Hey all,
I'm currently working on improving the dialog module. As some may know, the module isn't perfect with regards to how and and under which circumstances end-to-end calls are tracked properly. Although there are several locations in the code where additional work could assumingly raise the module's quality, I'd like to focus discussion on two major components that IMHO require refurbishment first and foremost.
Any feedback on the described issues, my proposed solutions, or anything else I haven't specifically addressed will be greatly appreciated.
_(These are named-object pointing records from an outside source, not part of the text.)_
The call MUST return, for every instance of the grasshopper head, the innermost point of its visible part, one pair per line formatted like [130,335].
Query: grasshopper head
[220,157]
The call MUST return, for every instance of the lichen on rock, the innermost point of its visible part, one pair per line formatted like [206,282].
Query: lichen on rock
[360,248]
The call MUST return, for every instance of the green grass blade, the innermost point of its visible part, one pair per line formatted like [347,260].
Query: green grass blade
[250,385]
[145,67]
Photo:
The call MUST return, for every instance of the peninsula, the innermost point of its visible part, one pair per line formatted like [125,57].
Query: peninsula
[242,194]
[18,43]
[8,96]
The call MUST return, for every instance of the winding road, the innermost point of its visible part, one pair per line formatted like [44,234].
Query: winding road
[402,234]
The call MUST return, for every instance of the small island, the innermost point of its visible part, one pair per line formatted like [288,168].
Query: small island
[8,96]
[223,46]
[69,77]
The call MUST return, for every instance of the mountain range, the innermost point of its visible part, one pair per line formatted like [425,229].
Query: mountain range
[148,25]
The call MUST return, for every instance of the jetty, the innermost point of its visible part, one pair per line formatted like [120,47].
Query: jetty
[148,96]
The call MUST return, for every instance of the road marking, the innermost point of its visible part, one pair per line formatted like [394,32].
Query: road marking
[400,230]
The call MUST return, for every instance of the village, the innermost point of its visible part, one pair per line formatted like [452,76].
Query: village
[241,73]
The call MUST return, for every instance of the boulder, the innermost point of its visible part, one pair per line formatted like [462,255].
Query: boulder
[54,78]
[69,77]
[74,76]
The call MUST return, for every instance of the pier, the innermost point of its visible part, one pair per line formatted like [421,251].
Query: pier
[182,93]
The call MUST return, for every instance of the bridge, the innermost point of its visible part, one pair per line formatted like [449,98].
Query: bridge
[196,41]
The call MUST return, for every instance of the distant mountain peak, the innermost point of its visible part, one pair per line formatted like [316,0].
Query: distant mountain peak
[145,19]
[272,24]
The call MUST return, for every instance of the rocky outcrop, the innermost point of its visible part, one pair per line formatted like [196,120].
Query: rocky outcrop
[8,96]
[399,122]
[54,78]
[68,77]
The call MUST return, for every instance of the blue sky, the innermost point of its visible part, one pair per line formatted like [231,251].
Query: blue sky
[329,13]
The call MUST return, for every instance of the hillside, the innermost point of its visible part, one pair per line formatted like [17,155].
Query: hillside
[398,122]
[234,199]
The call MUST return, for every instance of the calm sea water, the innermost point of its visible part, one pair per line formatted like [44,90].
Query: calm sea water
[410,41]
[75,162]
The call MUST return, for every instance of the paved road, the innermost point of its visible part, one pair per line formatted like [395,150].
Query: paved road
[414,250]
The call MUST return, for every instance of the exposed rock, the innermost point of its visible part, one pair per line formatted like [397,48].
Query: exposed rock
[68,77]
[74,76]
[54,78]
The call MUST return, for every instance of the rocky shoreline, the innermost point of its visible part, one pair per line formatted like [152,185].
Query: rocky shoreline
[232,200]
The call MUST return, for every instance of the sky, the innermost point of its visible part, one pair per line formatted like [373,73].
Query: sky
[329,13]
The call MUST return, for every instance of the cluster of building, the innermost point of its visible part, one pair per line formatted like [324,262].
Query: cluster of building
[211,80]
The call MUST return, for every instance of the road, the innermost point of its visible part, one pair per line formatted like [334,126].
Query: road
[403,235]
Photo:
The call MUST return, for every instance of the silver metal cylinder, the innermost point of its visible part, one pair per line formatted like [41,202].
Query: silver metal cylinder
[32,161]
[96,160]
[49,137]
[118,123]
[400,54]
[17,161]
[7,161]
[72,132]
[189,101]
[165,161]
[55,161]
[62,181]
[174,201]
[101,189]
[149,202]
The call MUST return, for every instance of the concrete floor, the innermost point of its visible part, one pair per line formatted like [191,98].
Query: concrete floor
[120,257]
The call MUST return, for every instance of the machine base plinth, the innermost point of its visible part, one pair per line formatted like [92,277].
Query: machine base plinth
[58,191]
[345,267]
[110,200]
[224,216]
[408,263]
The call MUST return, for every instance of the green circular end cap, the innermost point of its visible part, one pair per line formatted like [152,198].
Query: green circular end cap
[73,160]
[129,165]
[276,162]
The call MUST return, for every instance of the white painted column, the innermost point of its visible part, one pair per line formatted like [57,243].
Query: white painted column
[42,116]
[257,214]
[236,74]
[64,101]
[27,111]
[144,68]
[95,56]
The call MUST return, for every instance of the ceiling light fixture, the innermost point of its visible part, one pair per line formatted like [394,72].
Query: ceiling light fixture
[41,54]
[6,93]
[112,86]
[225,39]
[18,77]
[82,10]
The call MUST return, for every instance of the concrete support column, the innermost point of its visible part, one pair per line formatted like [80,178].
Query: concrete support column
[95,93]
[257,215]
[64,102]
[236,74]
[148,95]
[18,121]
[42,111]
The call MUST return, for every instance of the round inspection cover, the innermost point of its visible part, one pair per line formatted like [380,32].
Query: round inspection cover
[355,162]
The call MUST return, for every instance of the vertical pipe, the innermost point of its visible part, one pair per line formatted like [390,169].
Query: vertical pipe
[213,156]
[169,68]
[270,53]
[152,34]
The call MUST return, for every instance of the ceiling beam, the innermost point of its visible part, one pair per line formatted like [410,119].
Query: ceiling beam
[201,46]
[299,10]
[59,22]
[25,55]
Let's start with the problems and follow up with the solutions.
Problems --------
(1) When an *unconfirmed* request is received by a proxy multiple times, the dialog module will establish a new dialog for each reception where instead it should be just one. For instance, in our infrastructure, call forwardings are implemented by means of sending out messages with the request URI rewritten to a set of local balancers which will re-route the (slightly modified) request back to our proxies. When this happens, the dialog module doesn't match the subsequent, still unconfirmed request to the initial, unconfirmed request, and creates a new dialog. This erroneous behavior has several consequences, such as distorting statistics, wasting memory, and others.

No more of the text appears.